Maximum likelihood concatenated marker gene tree showing the phylogenetic placement of GAL08 within the domain Bacteria. The tree includes eleven GAL08 SAGs, five GAL08 MAGs, 68 Acidobacteria genomes, 214 genomes belonging to 6 other phyla, and 6 genomes from the Parcubacteria, serving as the outgroup. The 214 genomes were selected from a reduced set of bacterial isolate genomes available in the Integrated Microbial Genomes (IMG) database (Chen et al., 2021).
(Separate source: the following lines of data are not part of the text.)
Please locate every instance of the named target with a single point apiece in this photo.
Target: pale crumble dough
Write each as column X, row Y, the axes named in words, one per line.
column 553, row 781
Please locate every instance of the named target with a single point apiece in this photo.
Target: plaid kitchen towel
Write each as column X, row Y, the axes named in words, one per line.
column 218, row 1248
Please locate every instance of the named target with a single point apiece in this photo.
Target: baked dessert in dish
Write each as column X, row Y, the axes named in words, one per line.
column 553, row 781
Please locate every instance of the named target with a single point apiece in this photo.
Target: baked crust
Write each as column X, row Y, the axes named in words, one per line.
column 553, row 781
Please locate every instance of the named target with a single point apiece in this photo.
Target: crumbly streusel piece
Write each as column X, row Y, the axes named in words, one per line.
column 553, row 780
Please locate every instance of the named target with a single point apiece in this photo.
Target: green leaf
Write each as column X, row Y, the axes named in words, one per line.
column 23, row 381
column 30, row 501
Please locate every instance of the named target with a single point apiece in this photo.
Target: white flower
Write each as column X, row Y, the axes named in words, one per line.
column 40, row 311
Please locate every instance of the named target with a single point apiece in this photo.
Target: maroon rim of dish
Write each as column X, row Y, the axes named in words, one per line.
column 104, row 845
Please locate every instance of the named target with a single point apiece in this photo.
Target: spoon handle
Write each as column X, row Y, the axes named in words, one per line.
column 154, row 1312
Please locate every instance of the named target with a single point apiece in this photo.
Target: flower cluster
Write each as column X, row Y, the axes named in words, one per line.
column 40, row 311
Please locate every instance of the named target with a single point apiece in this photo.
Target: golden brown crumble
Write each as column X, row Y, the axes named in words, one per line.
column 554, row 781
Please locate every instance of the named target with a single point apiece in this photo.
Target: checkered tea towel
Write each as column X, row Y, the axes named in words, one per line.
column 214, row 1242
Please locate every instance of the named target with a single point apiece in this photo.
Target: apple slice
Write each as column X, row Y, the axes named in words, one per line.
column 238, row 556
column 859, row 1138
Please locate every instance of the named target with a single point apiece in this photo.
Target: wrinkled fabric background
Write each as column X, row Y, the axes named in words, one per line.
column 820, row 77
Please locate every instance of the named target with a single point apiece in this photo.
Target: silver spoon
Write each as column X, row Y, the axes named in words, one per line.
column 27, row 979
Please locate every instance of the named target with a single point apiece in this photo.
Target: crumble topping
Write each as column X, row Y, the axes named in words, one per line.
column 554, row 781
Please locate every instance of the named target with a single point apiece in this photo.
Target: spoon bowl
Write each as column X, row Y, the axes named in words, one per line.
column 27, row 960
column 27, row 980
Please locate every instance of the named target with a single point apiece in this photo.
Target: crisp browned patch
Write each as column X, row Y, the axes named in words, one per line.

The total set of (61,619) available genomes was first reduced by clustering the RNA polymerase beta-subunit gene at 65%; then, the reduced set was further minimized by screening for genomes belonging to phyla to which the GAL08 16S rRNA gene sequence shows the closest 16S rRNA gene identity (Thermotogae, Aquificae, Thermodesulfobacteria, Firmicutes, Actinobacteria, and Bacteroidetes, at 82–84%); the final set served as a reference database for downstream tree inference.

FIGURE 5

(A) Bayesian 16S rRNA gene tree built using the ARB-Silva.de SSU rRNA gene reference database, release 138, showing the relationship of the major subgroups within the Acidobacteria. Nomenclature for the subgroups is used as suggested by Dedysh and Yilmaz (2018). The outgroup contains one 16S rRNA gene sequence from an isolate in each of 29 cultivated phyla. Confidence values, indicating posterior probabilities, are depicted as circles of different sizes. The scale bar represents 0.1 nucleotide substitutions per nucleotide position. (B) An expansion of the GAL08 within the Blastocatellia. All of the GAL08 sequences available in release 138 of the ARB-Silva database are included, as well as representative 16S rRNA gene sequences from each of the three species represented by SAGs and MAGs in this study. Two MAGs that contained 16S rRNA gene sequences from two other sites covered by the dataset of Nayfach et al. (2021) were also included. The sequences selected for Blastocatellia include all isolates and 1 to 2 sequences from each major clade available in release 138 of the ARB-Silva database. A posterior probability of 1.00 strongly supports the separation of GAL08 from the other members of the order Blastocatellales. The scale bar represents 0.1 nucleotide substitutions per nucleotide position. The list of accession numbers used in the construction of this tree is provided in Supplementary Table 1.

FIGURE 6

Cartoon depicting putative metabolism of GAL08 based on SAG analysis. Predicted metabolic components include an oxidative phosphorylation pathway, an incomplete denitrification pathway (absence of nirKS), acetate fermentation, fatty acid degradation, a small number of ABC transporters (shown in orange on the left of the figure), a PTS system for mannose, several major facilitator superfamily transporters, Sec-SRP plus TolC and Type II secretion systems, a TonB-dependent outer membrane transport system possibly acting in siderophore transport, and potential fermentation pathways. The symbol “?” and dashed lines both indicate a speculative metabolic component or product. A list of accession numbers for the genes shown is provided in Supplementary Table 4. A list of amino acid auxotrophies is shown in Supplementary Table 6.